The equipment is all standard Langstroth hive equipment, although our beekeeping plans are anything but standard. Specifically, we want to keep bees with minimal interference and no chemicals. We also plan to use only wild swarms, which are often more resistant to common problems (specifically because they haven’t had humans coddling them for years). There’s a ton of information to be found online about beekeeping, so there’s no sense in me repeating it here. I would recommend starting with a basic book on bees or a guide from your local beekeeping association.
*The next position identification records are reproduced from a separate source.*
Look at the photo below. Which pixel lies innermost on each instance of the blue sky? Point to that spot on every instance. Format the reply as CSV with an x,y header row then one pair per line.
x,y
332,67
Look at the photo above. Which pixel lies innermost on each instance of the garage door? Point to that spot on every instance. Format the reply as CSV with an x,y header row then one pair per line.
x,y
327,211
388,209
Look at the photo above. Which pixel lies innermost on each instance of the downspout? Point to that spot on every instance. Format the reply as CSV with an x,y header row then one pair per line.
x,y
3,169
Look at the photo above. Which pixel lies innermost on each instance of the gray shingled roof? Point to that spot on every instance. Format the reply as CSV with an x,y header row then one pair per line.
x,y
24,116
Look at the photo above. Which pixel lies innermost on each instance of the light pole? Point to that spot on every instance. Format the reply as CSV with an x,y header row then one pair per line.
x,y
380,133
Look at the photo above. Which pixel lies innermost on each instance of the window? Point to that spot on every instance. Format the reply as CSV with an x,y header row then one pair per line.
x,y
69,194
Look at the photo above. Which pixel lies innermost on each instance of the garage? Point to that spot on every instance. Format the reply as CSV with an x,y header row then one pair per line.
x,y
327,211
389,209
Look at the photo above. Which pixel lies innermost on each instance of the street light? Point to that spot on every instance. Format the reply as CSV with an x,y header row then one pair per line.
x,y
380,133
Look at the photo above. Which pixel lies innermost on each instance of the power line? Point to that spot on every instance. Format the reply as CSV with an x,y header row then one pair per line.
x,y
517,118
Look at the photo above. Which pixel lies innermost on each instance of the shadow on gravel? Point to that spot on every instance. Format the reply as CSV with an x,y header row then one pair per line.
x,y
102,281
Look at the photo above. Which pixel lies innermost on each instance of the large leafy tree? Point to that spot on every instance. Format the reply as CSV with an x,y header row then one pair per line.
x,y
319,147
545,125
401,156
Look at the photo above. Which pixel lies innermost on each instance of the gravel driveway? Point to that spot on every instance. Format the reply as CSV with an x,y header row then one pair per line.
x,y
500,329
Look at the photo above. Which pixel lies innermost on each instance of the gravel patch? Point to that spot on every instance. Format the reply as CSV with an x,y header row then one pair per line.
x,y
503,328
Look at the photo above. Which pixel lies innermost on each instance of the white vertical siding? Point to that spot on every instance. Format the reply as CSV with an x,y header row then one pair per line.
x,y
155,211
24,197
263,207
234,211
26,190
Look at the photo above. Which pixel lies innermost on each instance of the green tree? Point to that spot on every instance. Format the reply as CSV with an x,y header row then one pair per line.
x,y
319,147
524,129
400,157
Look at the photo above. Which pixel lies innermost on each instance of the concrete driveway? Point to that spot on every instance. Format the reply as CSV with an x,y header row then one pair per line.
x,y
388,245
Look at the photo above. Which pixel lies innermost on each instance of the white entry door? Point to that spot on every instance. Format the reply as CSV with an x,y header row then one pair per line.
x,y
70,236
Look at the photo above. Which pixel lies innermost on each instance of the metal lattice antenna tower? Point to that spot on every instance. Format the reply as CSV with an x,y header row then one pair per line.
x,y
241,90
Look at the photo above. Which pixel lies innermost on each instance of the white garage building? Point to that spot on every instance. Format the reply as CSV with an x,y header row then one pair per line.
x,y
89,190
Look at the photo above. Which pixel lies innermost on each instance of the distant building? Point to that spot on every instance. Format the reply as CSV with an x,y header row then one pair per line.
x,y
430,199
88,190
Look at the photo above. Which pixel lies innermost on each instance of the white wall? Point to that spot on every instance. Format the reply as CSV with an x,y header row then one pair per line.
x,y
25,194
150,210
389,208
Then check out Bush Bees, Backwards Beekeeper, and Bio Bees. That will clear your head of all the pharmaceutical-driven madness of “modern” beekeeping. If you want to stick with standard equipment (which is fine) Bush Bees has lots of good advice. I’m following most of the things he recommends. If you’re looking for a book on chemical-free beekeeping in standard equipment, there is only one: The Complete Idiot’s Guide to Beekeeping. I hate series books, but I bought this one because the authors are well respected.
We are using all medium size super boxes. This keeps your equipment consistent, and saves your back. The boxes were assembled using food-safe waterproof glue and galvanized nails. Most people paint their equipment white, but we are leaving it bare for several reasons: 1.) lazy, 2.) lasts about as long either way, 3.) chemicals in the paint might affect the bees, 4.) painted wood doesn’t “breath” and might lead to moisture problems in the hive.
We also built 10 frames, enough to fill one box. The bees draw their comb in the frames, and they are movable so you can inspect them and harvest honey. The standard procedure is to fill each frame with wax foundation (pre-molded sheets onto which the bees are supposed to draw their comb). There are a number of problems with the standard way, so instead we are going to make some wedge-shaped guides that glue into the frames. When we get those done, assemble the bottom, and build a stand and lid we will be ready to capture our first swarm. Ouch!!